Michigan Attorney General Dana Nessel is urging the US Fish and Wildlife Service to abandon what she calls a “flawed” proposal on gray wolves.
“The Service’s strategy to delist the gray wolf seems to be ‘if at first you don’t succeed, try, try again,” said Nessel. This is the 10th attempt to remove the gray wolf from the endangered list by the Service in less than 20 years. The gray wolf species has a population of less than 16,000 nationwide, 11,000 of which are in Alaska.
Nessel sent a letter to the agency last week criticizing the move to remove the gray wolf from the endangered and threatened wildlife list. In her letter, Nessel urges the Service not to hinge its rationale for delisting the species on Michigan’s successful and innovative wolf-recovery efforts.

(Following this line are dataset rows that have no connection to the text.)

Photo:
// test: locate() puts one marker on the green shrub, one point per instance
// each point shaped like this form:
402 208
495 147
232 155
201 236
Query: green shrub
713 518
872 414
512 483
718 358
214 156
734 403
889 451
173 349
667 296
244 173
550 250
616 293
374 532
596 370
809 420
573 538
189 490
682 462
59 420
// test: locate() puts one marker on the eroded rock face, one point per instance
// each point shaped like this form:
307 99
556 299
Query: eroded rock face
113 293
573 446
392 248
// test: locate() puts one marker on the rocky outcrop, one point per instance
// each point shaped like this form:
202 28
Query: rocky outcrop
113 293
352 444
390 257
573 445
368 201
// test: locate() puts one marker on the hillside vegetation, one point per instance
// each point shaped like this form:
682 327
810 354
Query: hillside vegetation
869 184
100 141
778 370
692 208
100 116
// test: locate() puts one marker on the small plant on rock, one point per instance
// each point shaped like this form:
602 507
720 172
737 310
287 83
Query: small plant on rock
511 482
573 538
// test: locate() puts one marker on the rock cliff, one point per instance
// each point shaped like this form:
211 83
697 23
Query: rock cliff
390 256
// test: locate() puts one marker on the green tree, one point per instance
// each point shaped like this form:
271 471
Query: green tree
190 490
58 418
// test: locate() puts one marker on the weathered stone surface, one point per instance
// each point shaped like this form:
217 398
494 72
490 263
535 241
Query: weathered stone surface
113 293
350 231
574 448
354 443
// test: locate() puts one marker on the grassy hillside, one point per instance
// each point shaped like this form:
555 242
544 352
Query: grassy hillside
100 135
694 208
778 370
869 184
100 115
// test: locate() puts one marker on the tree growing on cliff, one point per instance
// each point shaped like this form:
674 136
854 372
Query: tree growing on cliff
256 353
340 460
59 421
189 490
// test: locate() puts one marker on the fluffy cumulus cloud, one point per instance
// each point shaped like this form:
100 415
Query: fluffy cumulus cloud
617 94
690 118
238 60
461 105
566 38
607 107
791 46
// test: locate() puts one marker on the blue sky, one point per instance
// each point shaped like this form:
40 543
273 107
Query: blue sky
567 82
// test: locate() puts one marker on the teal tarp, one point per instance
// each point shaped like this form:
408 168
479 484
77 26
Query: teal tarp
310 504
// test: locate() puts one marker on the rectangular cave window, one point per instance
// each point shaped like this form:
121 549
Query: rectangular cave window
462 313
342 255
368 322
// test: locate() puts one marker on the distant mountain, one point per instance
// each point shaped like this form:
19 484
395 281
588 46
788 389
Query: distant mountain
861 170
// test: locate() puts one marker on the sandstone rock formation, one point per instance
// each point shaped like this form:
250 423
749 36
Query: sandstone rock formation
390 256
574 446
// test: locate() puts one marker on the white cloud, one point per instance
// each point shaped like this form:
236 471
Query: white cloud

“While Michigan has been successful with its recovery efforts, other states have not been so fortunate,” Nessel said. “Instead of using Michigan’s leadership to the detriment of the gray wolves in other states, the Service should allow the Michigan Department of Natural Resources to lead by example so that other states can manage the gray wolves within their borders into recovery, not extinction.”
Calling the proposal irresponsible and unlawful, Nessel argues that the service is only considering the population of wolves in Michigan, Minnesota, and Wisconsin and not the other 13 states – Washington, Oregon, California, North Dakota, Utah, Colorado, Nevada, Missouri, Indiana, Illinois, Nebraska, and Kansas – where she says wolves are in danger of extinction.
“Simply put, the U.S. Fish and Wildlife Service has not adequately accounted for why this species should be removed from the endangered list,” Nessel added. “This flawed proposal is the first step toward allowing gray wolves to be hunted to near extinction once again.”